Carl Casale, EMBA ’92, will be honored on April 30 as the 2021 Dean’s Medalist.
A purpose-driven executive and respected leader in the agriculture and food industries, Casale leads the venture capital practice at Ospraie Ag Science.
His three decades of experience leading globally influential companies across the ag and food sectors provide insight into converging forces that will fundamentally transform global agricultural systems.
“The projections are by 2030 about half the world is going to be middle class or wealthy and the other half is still going to be poor,” he said in an interview.
“What we believe is going to happen is a bifurcation in the food supply. There’ll be those that just want more calories. But increasingly in what we’re seeing in this country is it’s not about how many calories can you produce. It’s how can you produce my calories?”
Consumers are interested in sustainability, transparency and local sources, he said.
“It’s not a fad. It is a shift, we believe. And so we said, ‘OK, if we believe that to be true, what do we want to do?’ And we said, ‘Well, let’s invest in technologies that fulfill those needs that can make farmers more productive but satisfy the desires of consumers in a way that they want met.’”
A farmer himself
A fourth-generation farmer, Casale identifies ag tech investment opportunities that support sustainable food production. In 2018, he helped launch Ospraie Ag Science, which is the venture arm of Ospraie Management. In this role, he leads successful venture campaigns for select companies that help farmers do more with less environmental impact.
In another role, in Casale’s seven years as the CEO and president of CHS Inc., the company returned $3 billion to its owners, invested $9 billion in new capital expenditures and nearly doubled the size of its balance sheet from $8.7 billion in 2010 to $17.3 billion at the end of fiscal 2016. CHS Inc. is a global agribusiness owned by farmers, ranchers and cooperatives across the United States.

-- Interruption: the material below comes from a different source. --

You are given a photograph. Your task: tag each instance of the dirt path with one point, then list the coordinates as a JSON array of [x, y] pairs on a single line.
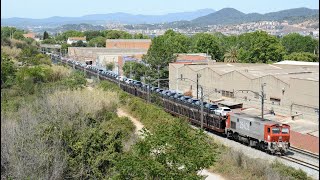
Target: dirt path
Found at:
[[137, 123], [139, 126]]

Casale said he focused on prudent fiscal management and enhancing management systems at the company. During his tenure, CHS was the only major firm in the industry to manage through the recent economic decline without a planned reduction in workforce, instead relying on strategic cost reductions. Casale reduced working capital by $400 million to help fund a $2.8 billion transformational investment in CF Nitrogen—without taking on an undesirable debt level. The result was an 80-year agreement and a significant new profit source for the co-op’s farmer-owners.
His Monsanto days
At Monsanto Co., Casale rose through the ranks from sales representative to running the company’s largest division at age 36. As executive vice president of strategy and operations, he conceptualized the industry’s first eight-gene agricultural biotech product, “SmartStax,” which became the nation’s No. 1 insect protection trait in corn. As CFO, he reduced several hundred million dollars in operating costs by shifting the reliance on revenue to the strategic use of cash to generate earnings.
From Congress to key industry events, Casale is a sought-after commentator on the future of farming and global ag infrastructure. He remains deeply committed to “creating business models that ensure relevance over time” and continues to shape the ag, food and energy industries in both private and public roles.
Casale and his wife, Kim, operate a 150-acre specialty crop farm in Oregon’s Willamette Valley, and his family resides in Minnesota’s Twin Cities.